Morcheeba (hier in Mannheim) begeistern die Fans im Gibson

Morcheeba (hier in Mannheim) begeistern die Fans im Gibson © Hannes Mezger

In der lauschigen Club-Atmosphäre des Gibson werden die Fans zunächst von Morcheeba komplett eingefangen. Der Mix aus alten Klassikern und neuen Songs kommt gut an. Dann nimmt das toll gespielte Konzert jedoch ein abruptes Ende.

Gegen 21 Uhr betreten die fünf Musiker von Morcheeba die Bühne. Sie greifen zu ihren Instrumenten oder stellen sich hinter das DJ-Pult und spielen ein Intro für den eigentlichen Star des Abends.

Dann betritt unter dem Donnergewitter der Gitarren Sängerin Skye im silbern glitzernden Oberteil die Bühne. Als Intro beginnen sie mit dem brandneuen Song Make Believer vom Anfang Oktober veröffentlichten Album Head Up High.
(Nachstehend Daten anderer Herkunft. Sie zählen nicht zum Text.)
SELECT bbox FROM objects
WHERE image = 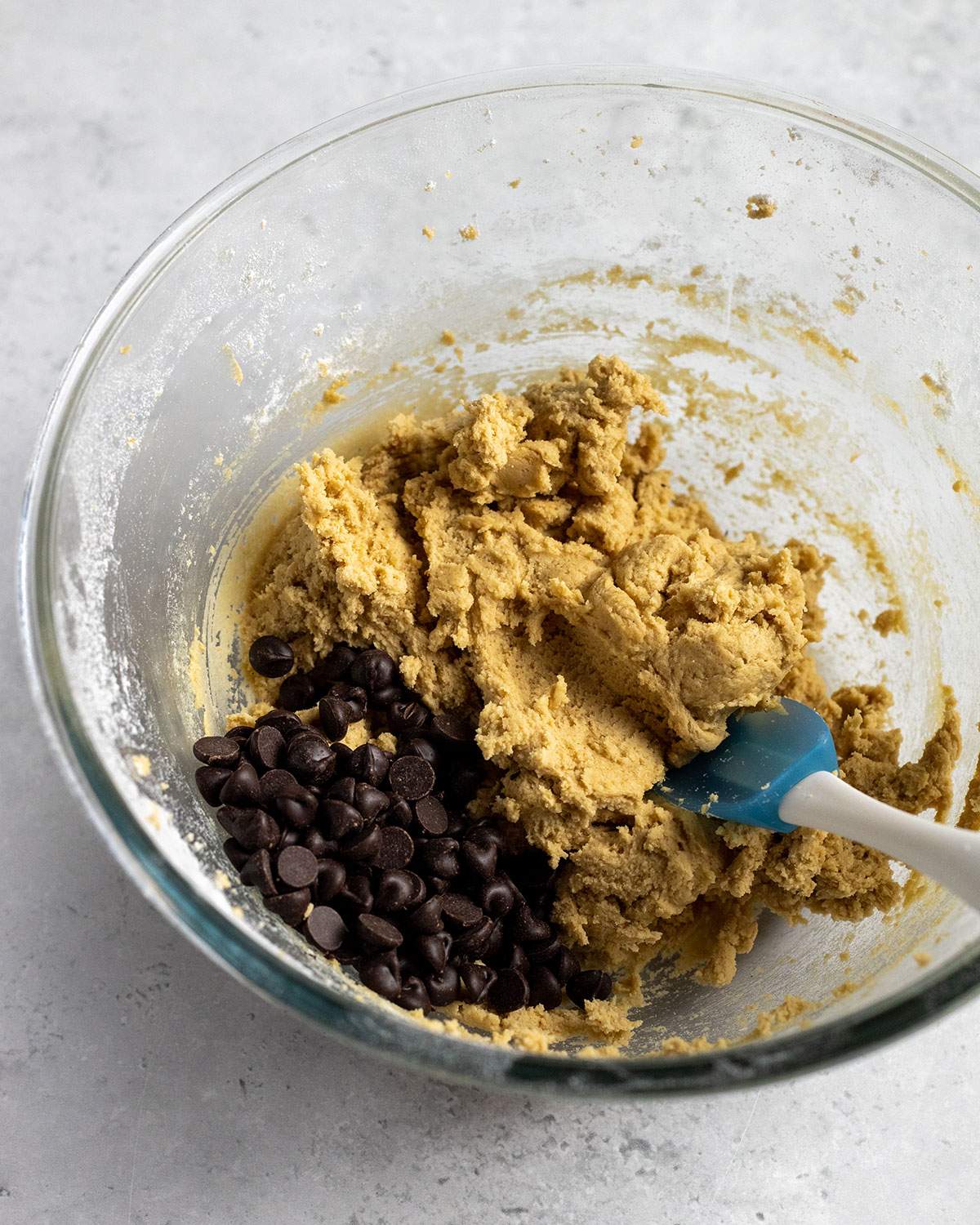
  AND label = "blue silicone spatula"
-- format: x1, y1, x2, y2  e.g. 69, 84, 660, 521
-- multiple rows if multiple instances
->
648, 698, 980, 909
Die krachenden Gitarren lassen die Magenwände der Fans vibrieren. Es folgt ein zart gehauchtes "Danke Schön".

Raus aus der Hypnose

Nachdem das Publikum zunächst noch still fasziniert zugehört hat, kommt dann Bewegung in die Massen. Verantwortlich ist Morcheeba Gründer Ross Godfrey, der kurz von seiner Heimat England erzählt und dann einen Klassiker ankündigt.

Morcheeba performen The Sea von 1998 aus dem Album Big Calm. Die vorderen Reihen schwenken die Arme und es wird laut mitgesungen.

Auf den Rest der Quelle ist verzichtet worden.